Yes, it is safe. And for safe I mean: changing the reference does not interfere with the already running loop.

Does the iterator gets reset and starts again for the new reference?

No, the iterator is never reset. It would be exactly the opposite of safe.

In my opinion, it is not a good practice to change iterator or collection variables inside a loop. It makes the code harder to understand, and probably the result is not what you expect when you do that (like in your case I understood you expected the loop to start over reevaluating the collection).

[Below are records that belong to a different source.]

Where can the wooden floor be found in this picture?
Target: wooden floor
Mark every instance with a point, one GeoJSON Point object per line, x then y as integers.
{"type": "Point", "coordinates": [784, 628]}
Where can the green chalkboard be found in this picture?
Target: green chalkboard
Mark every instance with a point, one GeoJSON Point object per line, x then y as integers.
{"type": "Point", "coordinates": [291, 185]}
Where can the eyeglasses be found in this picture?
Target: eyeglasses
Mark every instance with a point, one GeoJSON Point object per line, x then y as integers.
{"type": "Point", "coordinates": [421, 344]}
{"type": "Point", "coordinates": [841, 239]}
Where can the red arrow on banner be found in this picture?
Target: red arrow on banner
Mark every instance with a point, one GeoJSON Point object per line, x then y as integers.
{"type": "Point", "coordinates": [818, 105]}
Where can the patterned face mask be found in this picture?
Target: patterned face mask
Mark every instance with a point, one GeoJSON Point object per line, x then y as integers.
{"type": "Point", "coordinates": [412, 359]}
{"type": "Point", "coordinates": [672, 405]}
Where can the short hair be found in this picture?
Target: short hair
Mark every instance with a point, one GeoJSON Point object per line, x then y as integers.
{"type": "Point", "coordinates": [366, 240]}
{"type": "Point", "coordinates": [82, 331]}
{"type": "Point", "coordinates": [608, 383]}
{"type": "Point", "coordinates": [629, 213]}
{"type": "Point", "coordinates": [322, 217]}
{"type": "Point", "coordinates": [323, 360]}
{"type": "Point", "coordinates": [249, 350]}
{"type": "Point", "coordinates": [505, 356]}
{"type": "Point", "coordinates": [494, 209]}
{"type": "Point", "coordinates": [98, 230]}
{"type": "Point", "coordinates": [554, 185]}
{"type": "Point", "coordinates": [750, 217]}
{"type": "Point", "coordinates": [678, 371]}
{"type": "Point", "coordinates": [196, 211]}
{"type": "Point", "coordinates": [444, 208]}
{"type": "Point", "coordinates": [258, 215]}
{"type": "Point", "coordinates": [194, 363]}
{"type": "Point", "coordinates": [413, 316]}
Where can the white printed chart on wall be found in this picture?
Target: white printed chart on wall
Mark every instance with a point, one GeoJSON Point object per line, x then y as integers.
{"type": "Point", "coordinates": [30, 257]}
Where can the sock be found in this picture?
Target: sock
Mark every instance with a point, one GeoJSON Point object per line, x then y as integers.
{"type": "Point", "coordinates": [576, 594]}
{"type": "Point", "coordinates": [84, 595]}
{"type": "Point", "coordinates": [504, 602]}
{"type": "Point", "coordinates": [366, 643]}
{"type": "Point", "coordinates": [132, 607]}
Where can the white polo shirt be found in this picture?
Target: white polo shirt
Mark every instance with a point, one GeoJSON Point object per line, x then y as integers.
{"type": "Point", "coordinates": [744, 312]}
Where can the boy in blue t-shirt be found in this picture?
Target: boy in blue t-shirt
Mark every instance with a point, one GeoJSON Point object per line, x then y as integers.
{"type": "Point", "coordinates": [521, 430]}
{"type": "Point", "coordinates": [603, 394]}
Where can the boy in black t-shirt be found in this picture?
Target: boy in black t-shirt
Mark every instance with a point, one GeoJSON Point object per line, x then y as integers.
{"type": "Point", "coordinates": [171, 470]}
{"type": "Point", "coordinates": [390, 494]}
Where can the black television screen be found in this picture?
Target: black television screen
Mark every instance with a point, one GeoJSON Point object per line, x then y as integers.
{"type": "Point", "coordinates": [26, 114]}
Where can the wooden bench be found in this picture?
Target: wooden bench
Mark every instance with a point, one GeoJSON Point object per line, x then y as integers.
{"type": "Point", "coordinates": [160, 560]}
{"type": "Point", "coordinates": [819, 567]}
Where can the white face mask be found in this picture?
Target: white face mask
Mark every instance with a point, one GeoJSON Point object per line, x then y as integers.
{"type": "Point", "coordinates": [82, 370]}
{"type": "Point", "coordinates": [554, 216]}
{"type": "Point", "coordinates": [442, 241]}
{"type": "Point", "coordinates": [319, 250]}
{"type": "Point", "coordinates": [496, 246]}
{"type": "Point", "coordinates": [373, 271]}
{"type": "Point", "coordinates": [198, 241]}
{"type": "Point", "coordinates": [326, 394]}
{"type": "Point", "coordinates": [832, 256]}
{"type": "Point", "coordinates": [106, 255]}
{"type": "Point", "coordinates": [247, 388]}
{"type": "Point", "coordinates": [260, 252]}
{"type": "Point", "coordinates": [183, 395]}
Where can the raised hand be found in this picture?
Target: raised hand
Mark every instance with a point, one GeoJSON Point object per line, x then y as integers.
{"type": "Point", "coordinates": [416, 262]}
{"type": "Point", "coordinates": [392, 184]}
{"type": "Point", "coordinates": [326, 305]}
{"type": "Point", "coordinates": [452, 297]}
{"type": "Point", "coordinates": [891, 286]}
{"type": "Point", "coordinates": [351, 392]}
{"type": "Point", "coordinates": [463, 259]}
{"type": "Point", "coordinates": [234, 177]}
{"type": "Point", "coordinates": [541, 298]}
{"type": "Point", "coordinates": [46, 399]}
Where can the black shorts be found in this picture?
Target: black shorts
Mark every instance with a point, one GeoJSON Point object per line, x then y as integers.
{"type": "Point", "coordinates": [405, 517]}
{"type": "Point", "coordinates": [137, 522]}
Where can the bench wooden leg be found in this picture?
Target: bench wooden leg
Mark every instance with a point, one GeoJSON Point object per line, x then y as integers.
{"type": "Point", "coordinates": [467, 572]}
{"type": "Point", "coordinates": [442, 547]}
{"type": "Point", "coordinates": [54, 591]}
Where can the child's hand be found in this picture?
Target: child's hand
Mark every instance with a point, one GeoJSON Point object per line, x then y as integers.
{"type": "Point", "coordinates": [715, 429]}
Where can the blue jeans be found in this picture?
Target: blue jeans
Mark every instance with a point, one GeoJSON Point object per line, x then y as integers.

In your case, encapsulate in a method and recursively call it on subtree:

Tree findMinimalTree(Tree tree) {
   for (Tree st : tree.getSubtrees()) {
     if (condition)
       return findMinimalTree(st);
   }
   return tree;
}

5 Comments

I disagree. Read biziclop's answer. In my words, minimalTree.getSubtrees()[.iterator()] gets evaluated exactly once when entering the loop. Afterwards, you can let point the minimalTree reference to whatever you want. Keep in mind the assigment minimalTree = st does not change the object previously referenced by minimalTree (a thing C++ would do here). It just changes the reference minimalTree, i. e. the object minimalTree points to.
Yes, I understand your point of view. In my opinion the problem are (i) that at a first glance it seems to work like the c++ counterpart, and (ii) when you debugs you cannot see the collection you are iterating over anymore.
"It seems to work" is not the appropriate way to express this, I will try to improve it. Any suggestions?
The more i think of your answer, I get new ways to intepret it. Did you want to say sth. like: "The assignment "minimalTree = st;" is legal; but the iterator still iterates over the original collection; this does not seem what you expect." ?
I changed again, review please. If you want to help, i can turn it in a wiki.